Self-reported hypertension, heart disease, kidney disease, and digestive disease are associated with increased risk of incident symptomatic knee OA, as shown by our study. One set of meta-analyses results showed that hypertension was significantly associated with higher incidence of symptomatic knee OA [30]. One possible explanation is that they share traditional risk factors, such as chronic inflammation. One study confirmed that CVD was a risk factor for knee OA [15]. A higher risk of CVD has also been observed in people with OA [31]. For these analyses, CVD included heart disease. It is possible that heart disease and symptomatic OA have a bidirectional relationship with OA. Similarly, self-reported kidney disease and digestive disease were associated with incidence of symptomatic knee OA is possible that kidney disease and digestive disease may be caused by medication use due to symptomatic knee OA. The chronic inflammation and nonsteroidal anti-inflammatory drug (NSAID) treatment in symptomatic knee OA patients are reported to increase the risk of getting kidney disease and digestive disease [32, 33]. Further studies are warranted to confirm the relationship between these diseases and knee OA. Another possible explanation might be that persons with these diseases have more contact with health care and, thus, are more prone to receive a diagnosis of arthritis.

Our study has several strengths. Firstly, the CHARLS included a nationwide representative sample of middle-aged and older adults. The findings are generalizable to the Chinese population. Secondly, the survey was conducted using a strict quality-control program, and the study participants were chosen according to a strict multistage probability sampling procedure. Finally, we reported both the incidence and associated risk factors for symptomatic knee OA, which is helpful for healthcare policy development and clinical practice.

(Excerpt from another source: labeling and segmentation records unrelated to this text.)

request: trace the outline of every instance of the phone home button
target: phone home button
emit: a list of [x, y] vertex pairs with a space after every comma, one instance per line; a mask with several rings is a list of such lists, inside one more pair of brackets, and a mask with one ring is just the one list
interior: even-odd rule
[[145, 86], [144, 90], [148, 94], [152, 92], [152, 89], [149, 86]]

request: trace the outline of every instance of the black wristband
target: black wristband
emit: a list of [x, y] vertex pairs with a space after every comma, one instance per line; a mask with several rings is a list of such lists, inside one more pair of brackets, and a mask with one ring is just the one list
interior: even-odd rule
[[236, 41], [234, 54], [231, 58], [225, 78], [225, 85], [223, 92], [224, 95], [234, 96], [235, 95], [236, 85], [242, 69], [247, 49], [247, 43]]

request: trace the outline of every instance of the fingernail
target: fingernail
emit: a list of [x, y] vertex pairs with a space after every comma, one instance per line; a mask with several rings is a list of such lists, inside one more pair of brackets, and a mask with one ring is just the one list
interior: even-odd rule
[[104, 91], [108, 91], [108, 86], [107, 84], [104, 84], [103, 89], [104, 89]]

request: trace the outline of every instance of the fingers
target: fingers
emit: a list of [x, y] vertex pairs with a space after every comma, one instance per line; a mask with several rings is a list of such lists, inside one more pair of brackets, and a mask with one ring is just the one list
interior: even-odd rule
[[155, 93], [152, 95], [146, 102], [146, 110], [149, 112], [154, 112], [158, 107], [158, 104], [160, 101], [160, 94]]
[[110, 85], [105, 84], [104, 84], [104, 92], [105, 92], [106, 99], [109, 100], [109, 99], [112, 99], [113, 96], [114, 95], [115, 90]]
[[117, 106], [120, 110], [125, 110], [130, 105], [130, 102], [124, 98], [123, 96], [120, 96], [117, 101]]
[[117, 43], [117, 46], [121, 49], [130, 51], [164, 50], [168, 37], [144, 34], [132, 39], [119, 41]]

Our study also has limitations. Firstly, the respondents in the CHARLS did not undergo radiographic assessment, and hence the diagnosis of symptomatic knee OA was based on self-reported knee pain and self-reported arthritis diagnosis by a physician, which differed from the diagnostic criteria used in other studies [34]. However, this definition provided the best available diagnosis for symptomatic knee OA in CHARLS and has been used in several published studies [9, 35]. Secondly, data for other chronic diseases were also collected on the basis of self-reporting. Hence, the associations, which we observed between chronic diseases and symptomatic knee OA, might be confounded by the increased contact with health care professionals in patients with long-term disease, which in turn leads to increased reception of a diagnosis of arthritis. However, our findings were generally consistent with previous studies [15, 30]. Thirdly, the question about OA diagnosis did not distinguish between OA and other arthritis (e.g. rheumatoid arthritis, gout et al.), which would lead to overestimating the incidence of OA. Nevertheless, in economically backward regions, the residents may less likely to visit physicians, which may result in underestimating the incidence of OA. Fourthly, there is 4 years of longitudinal data in our study, the results would be more reliable for a longer cohort. Finally, findings regarding risk factors should be interpreted with caution since different definition of knee OA have different risk factors, and our findings may differ from other studies focusing on other diagnosis of knee OA.

Conclusions

Using data from the CHARLS, we observed that the cumulative incidence of symptomatic knee OA among middle-aged or older Chinese adults was high, was even more common among females, and varied by province and region. Those adults not undertaking physical activities, or presenting with heart disease, kidney disease, or digestive diseases had a higher likelihood of developing incident symptomatic knee OA. Further research with more reliable diagnosis need to confirm our findings. The findings may be intriguing for health care, and may have important implications for practitioners and policy makers, particularly those from developing countries.